“The Apostle Paul was, at this time, being conducted to Rome under arrest to be judged before Caesar as was his right as a Roman Citizen. Amongst the other prisoners was the physician St. Luke who recorded the account of that eventful journey.”
I believe I threw my Bible down when I read of Paul’s ESCAPE FROM JUSTICE – authored by his shipwrecked companion. How convenient! This is the birth of CNN – and the Spin Doctors! Paul will not know Justice administered by James, the brother of Jesus, and Justice by the verdict of Caesar – who would never hear Paul, have Paul in his presence: for this is the Maltese Fairytale that rips the Virgin Mary out of her Grotto, and installs The Paul, the castrated eunic. And who performed this magic trick? Paul’s scribe, Luke, a Greco-Roman historian, who was more then likely PAID by Paul to put Satan-Paul on the throne of God, and then the crown of thorns upon his head. That Paul ends up in Malta, tells me this may have been an important place for the first Nazarite church, where True Christianity was born before John and Jesus appear when in their thirties. Were the Levite Teachers here, of Dan, who fled during the Babylonian Captivity?

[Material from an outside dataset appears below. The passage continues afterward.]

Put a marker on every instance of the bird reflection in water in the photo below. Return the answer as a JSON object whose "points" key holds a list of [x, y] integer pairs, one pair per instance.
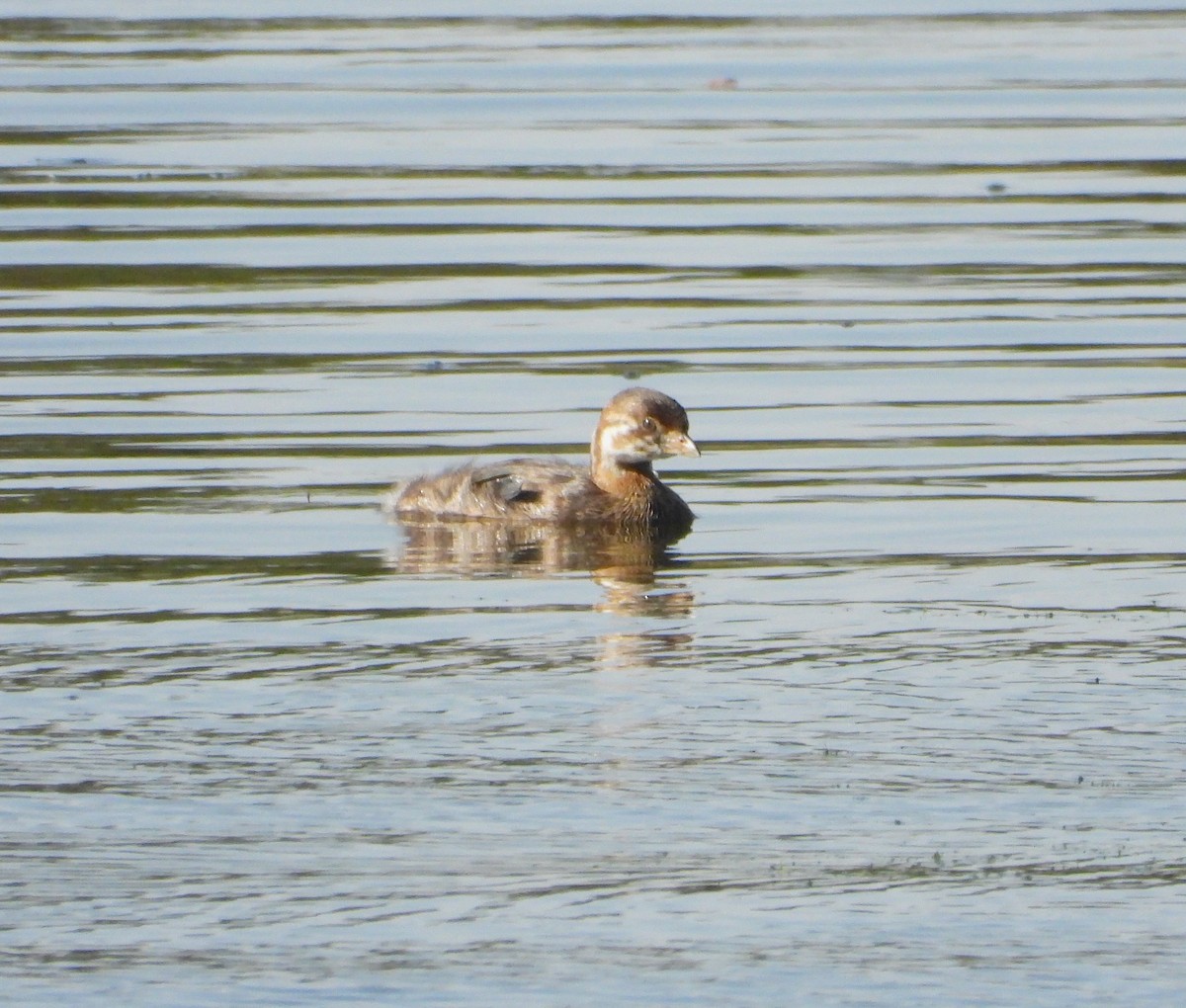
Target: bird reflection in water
{"points": [[623, 564]]}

The shipwreck of St. Paul in 60 AD is recorded in some detail in the Acts of the Apostles, and a Pauline tradition of long standing supported by archeological excavations carried out at San Pawl Milqghi prove beyond doubt that his arrival in Malta is a historical fact and it is also a fact that during his three-month stay on the Island he sowed the first seeds of the Christian Religion to which Maltese people overwhelmingly belong, but inevitably, a number of legends have grown up over the centuries, some verging on the impossible, but others not without a grain of truth.
The Apostle Paul was, at this time, being conducted to Rome under arrest to be judged before Caesar as was his right as a Roman Citizen. Amongst the other prisoners was the physician St. Luke who recorded the account of that eventful journey.
The nearest habitation to the place of shipwreck was the villa of Publius, the Chief Man of the Island. All those who had been shipwrecked spent three days there and after they had regained their strength they moved on to Melita the chief town of rile island. In the city Paul cured Publius’ father of a fever after which the Chief Man of the Island was converted to Christianity and later ordained Bishop by St. Paul. St. Publius was the first bishop of Malta. After three months, by which time, the sea was again reckoned to be safe for navigation, and loaded with gifts from his Maltese friends, Saint Paul sailed away to Rome and to his subsequent martyrdom. When the Roman Emperor Constantine embraced Christianity and made it the official religion of the Empire it may be assumed that Christian worship was better organized and that a number of places of assembly were built in various places in the islands. Tradition has it that one such church was built on the site of the palace of Publius, where St. Paul had cured the father of the Chief Man of the Island. Many times rebuilt, the site is now occupied by the Cathedral Church dedicated to Saint Paul at Mdina.